For various reasons I like the Apple Mac Minis, they are cheap, compact, silent, energy efficient and quite powerful. So sometimes I use them as mini servers for some tasks, like as an rsync backup server. For that, I usually install Fedora on them…these Macs are supported since Fedora 9 or so.
When you want to install Fedora on one of these machines, you have 2 choices:
- Use Bootcamp to create an OS X/Fedora dual boot system.
- Install Fedora natively as the only OS.

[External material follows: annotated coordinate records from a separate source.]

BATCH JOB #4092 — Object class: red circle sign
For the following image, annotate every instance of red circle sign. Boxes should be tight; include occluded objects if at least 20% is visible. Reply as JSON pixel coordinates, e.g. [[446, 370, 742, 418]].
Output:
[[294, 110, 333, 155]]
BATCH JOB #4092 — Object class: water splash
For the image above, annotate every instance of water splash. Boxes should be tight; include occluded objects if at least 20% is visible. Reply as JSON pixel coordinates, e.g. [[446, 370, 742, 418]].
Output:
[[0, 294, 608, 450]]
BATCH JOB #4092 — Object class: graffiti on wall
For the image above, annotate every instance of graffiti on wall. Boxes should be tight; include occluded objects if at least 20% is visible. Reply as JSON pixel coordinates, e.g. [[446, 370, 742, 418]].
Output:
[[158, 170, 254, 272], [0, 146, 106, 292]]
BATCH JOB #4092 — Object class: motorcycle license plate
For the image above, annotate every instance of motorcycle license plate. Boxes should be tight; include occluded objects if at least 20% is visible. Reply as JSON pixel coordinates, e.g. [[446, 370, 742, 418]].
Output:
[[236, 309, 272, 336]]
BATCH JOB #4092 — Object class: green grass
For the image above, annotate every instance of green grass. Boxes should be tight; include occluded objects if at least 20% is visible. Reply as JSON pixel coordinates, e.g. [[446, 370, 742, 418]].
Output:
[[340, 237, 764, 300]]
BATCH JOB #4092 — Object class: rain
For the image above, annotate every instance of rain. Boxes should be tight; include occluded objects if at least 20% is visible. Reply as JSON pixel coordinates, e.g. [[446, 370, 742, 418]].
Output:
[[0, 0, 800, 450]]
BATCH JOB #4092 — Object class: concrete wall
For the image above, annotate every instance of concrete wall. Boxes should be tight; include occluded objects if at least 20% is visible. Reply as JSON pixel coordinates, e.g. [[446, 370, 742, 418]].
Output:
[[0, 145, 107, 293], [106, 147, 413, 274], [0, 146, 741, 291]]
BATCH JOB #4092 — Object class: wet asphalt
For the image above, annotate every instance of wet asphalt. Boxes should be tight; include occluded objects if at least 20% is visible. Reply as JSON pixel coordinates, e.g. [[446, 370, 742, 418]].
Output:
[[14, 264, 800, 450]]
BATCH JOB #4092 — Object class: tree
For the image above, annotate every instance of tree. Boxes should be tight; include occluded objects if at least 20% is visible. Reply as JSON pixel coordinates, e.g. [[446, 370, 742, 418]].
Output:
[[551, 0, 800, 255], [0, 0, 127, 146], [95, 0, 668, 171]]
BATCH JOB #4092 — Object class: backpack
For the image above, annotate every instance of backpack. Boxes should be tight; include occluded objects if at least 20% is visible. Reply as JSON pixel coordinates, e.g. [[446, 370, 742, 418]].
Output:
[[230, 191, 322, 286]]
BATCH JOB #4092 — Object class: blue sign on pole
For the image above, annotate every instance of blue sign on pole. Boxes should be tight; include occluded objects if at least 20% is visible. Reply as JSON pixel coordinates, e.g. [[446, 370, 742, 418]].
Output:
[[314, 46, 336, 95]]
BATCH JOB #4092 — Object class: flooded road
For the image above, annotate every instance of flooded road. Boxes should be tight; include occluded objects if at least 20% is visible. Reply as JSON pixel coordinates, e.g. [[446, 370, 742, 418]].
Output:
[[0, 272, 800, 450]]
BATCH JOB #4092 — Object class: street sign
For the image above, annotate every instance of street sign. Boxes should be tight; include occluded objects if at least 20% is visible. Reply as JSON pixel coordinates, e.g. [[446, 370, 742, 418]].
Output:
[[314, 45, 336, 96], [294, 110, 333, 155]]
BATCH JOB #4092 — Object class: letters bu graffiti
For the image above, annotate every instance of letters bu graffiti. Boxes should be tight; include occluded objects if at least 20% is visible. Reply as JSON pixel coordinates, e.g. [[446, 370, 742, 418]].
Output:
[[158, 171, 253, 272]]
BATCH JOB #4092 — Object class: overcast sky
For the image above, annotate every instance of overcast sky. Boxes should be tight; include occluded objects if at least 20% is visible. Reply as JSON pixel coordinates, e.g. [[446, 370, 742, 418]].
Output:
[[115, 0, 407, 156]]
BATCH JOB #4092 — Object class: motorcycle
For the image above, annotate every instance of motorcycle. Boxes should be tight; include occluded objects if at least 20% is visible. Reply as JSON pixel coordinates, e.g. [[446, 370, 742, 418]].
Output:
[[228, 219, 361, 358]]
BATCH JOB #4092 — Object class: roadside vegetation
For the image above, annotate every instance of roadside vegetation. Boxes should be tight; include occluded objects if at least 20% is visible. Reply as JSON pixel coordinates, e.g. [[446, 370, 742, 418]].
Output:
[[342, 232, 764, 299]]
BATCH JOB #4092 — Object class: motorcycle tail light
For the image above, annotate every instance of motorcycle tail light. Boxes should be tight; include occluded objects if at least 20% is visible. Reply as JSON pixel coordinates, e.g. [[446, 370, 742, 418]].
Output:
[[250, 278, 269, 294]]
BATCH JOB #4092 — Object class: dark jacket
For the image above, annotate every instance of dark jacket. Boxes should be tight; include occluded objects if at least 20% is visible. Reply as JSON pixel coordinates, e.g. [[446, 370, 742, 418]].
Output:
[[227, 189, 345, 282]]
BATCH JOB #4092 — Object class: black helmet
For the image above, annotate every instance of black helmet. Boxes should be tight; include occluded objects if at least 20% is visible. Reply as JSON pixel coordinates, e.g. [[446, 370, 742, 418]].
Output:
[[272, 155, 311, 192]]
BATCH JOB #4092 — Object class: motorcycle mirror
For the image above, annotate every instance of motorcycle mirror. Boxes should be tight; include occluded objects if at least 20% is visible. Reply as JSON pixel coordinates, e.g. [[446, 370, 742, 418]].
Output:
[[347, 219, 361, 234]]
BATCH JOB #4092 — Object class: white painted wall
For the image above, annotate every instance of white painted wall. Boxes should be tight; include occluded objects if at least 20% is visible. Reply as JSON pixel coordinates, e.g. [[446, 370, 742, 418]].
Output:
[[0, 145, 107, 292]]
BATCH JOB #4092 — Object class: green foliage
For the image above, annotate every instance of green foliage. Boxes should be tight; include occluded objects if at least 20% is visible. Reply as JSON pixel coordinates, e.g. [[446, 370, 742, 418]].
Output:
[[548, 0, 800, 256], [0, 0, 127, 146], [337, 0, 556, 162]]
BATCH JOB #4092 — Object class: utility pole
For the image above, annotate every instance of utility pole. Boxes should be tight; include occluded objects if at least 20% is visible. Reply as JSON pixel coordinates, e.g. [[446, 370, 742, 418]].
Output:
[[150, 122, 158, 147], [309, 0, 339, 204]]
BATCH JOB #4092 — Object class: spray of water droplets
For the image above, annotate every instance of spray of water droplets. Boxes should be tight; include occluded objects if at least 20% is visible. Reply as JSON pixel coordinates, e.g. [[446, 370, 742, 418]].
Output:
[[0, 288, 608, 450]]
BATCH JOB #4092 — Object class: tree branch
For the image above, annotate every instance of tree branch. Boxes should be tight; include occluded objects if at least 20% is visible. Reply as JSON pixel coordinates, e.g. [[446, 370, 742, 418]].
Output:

If you use the second option (which is what I do), you will soon be faced with an annoying problem: the Fedora you just installed via the graphical interface probably won’t boot. Your Mac will display a message saying something like “No boot device found, please insert a bootable media”. Duh.
The problem is that Intel Macs are using EFI instead of a standard BIOS, and the hard drive is pre-formatted with a “gpt” partition table instead of the standard “msdos” partition table. To install a working stand-alone Fedora on such a machine, you have to do ONE thing at the right moment:
- When you launch the Anaconda installer from the DVD, hit ctrl+alt+F2 to switch to a console.
- Run “parted” to modify your hard drive structure.
- In parted, run “mklabel msdos” to switch from gpt to the more standard msdos disk label. This will destroy all your data, so be careful.
- Switch back to the installer with ctrl+alt+F6.
- Install Fedora 11 like you do it usually.
That’s it…it can be quite frustrating if you don’t think about it.